The best simulation programs we've seen have an explicit protocol about who can see session-level scores. In most cases, individual dimension scores are available only to the leader and their coach. Aggregate patterns — like "this cohort has a consistent gap in Conflict Navigation" — are available to the L&D team. But individual scores don't go to the leader's manager except through the leader's own choice. That separation is what makes authentic engagement possible.

The design tension that never fully resolves

There's a fundamental tension in simulation design that practitioners don't talk about enough: the features that make a simulation feel most real also make it hardest to score consistently. The more a scenario branches, the more a character responds unpredictably, the more context-specific the stakes — the harder it becomes to apply a consistent scoring rubric across sessions.
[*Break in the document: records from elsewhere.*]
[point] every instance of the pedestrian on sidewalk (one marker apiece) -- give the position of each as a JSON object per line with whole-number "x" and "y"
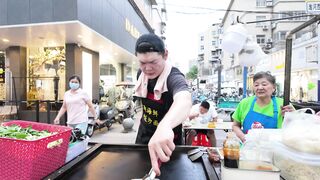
{"x": 166, "y": 101}
{"x": 203, "y": 113}
{"x": 75, "y": 102}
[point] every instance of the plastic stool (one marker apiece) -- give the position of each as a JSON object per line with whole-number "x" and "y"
{"x": 201, "y": 140}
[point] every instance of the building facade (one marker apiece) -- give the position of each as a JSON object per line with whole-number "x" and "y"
{"x": 43, "y": 43}
{"x": 270, "y": 35}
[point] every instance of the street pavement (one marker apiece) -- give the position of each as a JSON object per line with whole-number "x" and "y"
{"x": 116, "y": 134}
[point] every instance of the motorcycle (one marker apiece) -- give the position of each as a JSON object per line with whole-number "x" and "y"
{"x": 106, "y": 118}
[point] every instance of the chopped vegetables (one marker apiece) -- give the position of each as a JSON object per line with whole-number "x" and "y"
{"x": 17, "y": 132}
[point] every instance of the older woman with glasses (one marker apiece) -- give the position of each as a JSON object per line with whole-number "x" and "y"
{"x": 263, "y": 110}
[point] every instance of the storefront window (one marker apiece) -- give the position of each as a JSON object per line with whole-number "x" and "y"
{"x": 108, "y": 75}
{"x": 46, "y": 73}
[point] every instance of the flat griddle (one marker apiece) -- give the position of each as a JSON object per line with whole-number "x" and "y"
{"x": 124, "y": 162}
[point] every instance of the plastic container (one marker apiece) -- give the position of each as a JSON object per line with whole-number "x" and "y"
{"x": 251, "y": 170}
{"x": 23, "y": 159}
{"x": 201, "y": 140}
{"x": 295, "y": 165}
{"x": 231, "y": 151}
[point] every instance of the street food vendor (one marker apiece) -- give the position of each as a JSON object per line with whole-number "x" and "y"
{"x": 263, "y": 110}
{"x": 166, "y": 101}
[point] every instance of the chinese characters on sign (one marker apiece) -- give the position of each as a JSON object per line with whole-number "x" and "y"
{"x": 313, "y": 7}
{"x": 150, "y": 116}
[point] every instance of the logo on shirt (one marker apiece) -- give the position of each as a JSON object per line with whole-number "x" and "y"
{"x": 256, "y": 125}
We've had to make deliberate choices about where to sit on that spectrum. We prioritize fidelity in the character behavior and consequence structure, and we accept that this means our scoring requires more nuanced interpretation than a scenario with a clean rubric. A Conflict Navigation score of 6.2 in a session where the counterpart escalated hard in the opening minute means something different than a 6.2 in a session where the counterpart was cooperative throughout. We flag those context differences in the session output.

The alternative — simpler scenarios that are easier to score — produces cleaner numbers that are less meaningful. We'd rather have a score that requires interpretation than a score that looks precise but doesn't reflect real leadership behavior under real pressure.

That's the choice every simulation designer has to make. The answer depends on what you're optimizing for: data volume or data quality. In a development context, quality wins.